Его вещи уже перенесли во второй барак, и заключенные сообща разложили их у него на полке честь честью. Даже койку за него заправили. Во втором жили люди гордые. Отчаяннейшие из отчаянных. Элита. Жить во втором они считали почетной привилегией и охраняли свой союз избранных не менее ревностно, чем члены масонской ложи или закрытого загородного клуба. Их лишили возможности давать отпор и побеждать, и потому они с особой строгостью оберегали свое достоинство побежденных и соблюдали свой неписаный устав так неукоснительно, что, если все же принимали к себе новенького, это превращалось в целое событие, и тут уж они выкладывались до конца. Они сделали за Пруита все, что могли, к завтрашнему обходу ему оставалось только заново заправить утром постель.
Анджело сидел на краю его койки и гордо руководил церемонией. Сначала подошел Банка-Склянка, потом стали по очереди подсаживаться другие, и Пруит рассказывал им про «яму». Последним, когда все уже снова разбрелись по бараку, уселись на голом полу и, попыхивая самокрутками, углубились в разговоры, к нему подошел высокий большой человек с мягкими проницательными глазами неисправимого мечтателя, который до этого сидел в сторонке и молча за всем наблюдал.
Уютно закутанный в одеяло, Пруит лежал на своей новой койке, выслушивал поздравления и приветствия и от сознания, что дело наконец сделано, испытывал сладкое чувство облегчения. К этому чувству примешивалась и гордость за себя, потому что он выдержал ни с чем не сравнимые страдания, хотя с философской точки зрения страдания эти были бессмысленны и влияли разве что на нервную систему. Физическая боль – другое дело. Это в тебе, должно быть, говорит кровь твоих индейских предков, думал он, но, если на то пошло, Анджело Маджио с Атлантик-авеню из Бруклина тоже все это перенес, а в нем индейской крови нет ни капли, это уж точно. Зато теперь он понимает Анджело намного лучше.

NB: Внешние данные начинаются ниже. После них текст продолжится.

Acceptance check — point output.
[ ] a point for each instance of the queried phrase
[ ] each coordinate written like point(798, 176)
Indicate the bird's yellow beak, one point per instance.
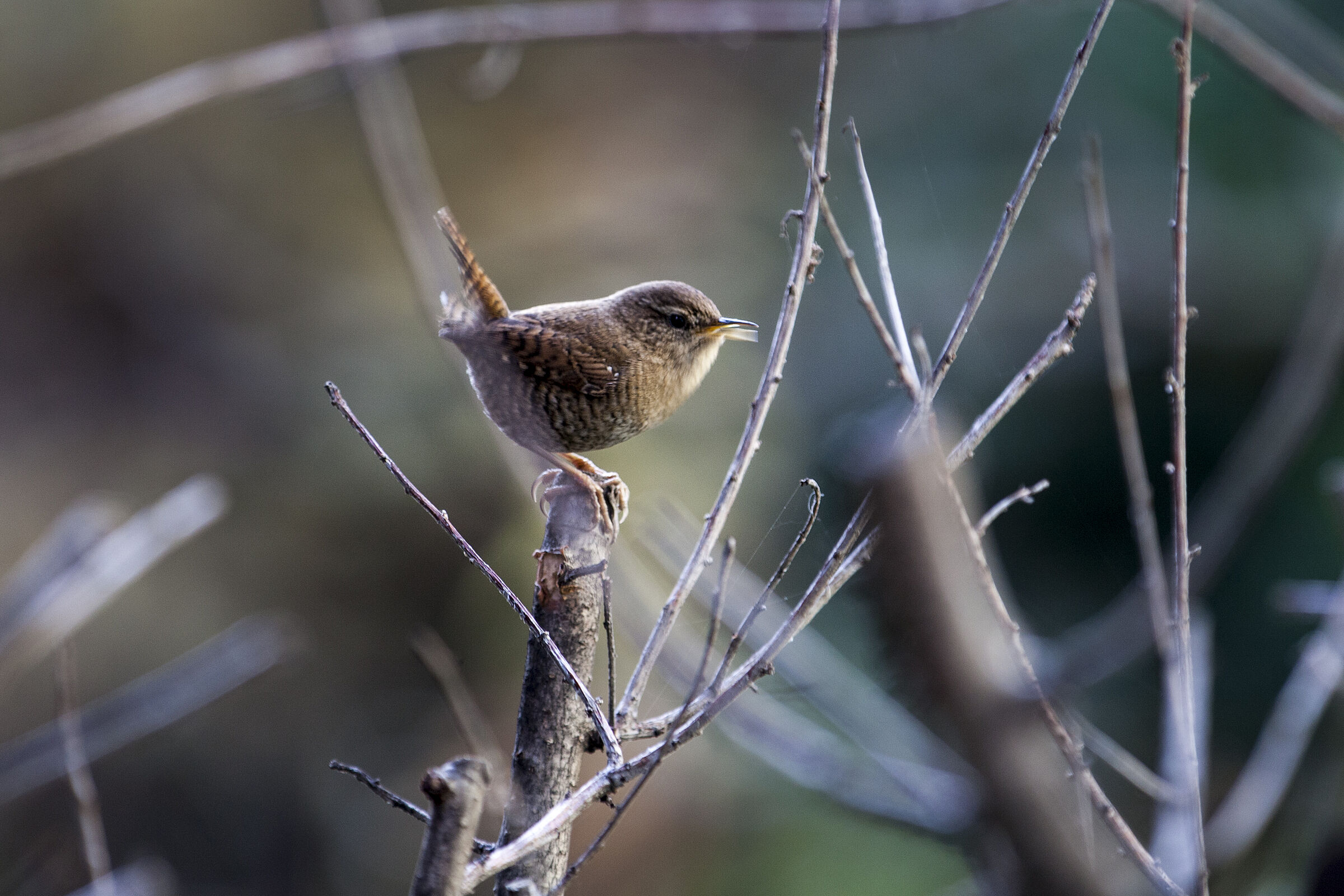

Тем временем Анджело успел рассказать ему про Блума, расписав в красках самые жуткие подробности. Анджело знал все доподлинно. В тюрьме про Блума узнали в тот же вечер, ровно через шесть часов после того, как Пруита посадили в «яму». Тюремный беспроволочный телеграф всегда доставлял дневные новости в тот же вечер, хотя никто не мог объяснить, как это достигается. Часто случалось, что заключенные узнавали все раньше тюремщиков, и Банка-Склянка очень любил себя потешить, пересказывая охранникам гарнизонные сплетни, которые до них еще не докатились.
В тюрьме к самоубийству Блума отнеслись почти так же, как в роте. Кроме Пруита и Анджело, среди заключенных было еще несколько человек из того же полка, и все они знали Блума. А остальные если и не знали его лично, то по Крайней мере видели, как он выступал в прошлом году на Дивизионном чемпионате. И на лицах у всех было такое же возмущение, а в голосе такой же гнев: это самоубийство, если разобраться, было откровенным надругательством над всем тем, что чтут в армии настоящие солдаты, и для сидящих в тюрьме оно было даже большим оскорблением, чем для ребят из седьмой роты. Ну и что с того, что они сидят в тюрьме, говорили их лица и гон их голоса, это еще не значит, что они задаются и им начхать на все, чего добился Блум; будь у них то, что было у Блума, они бы, во-первых, не попали в тюрьму, а во-вторых, ни за что бы не прикончили себя из собственной винтовки. Все в тюрьме были очень злы на Блума.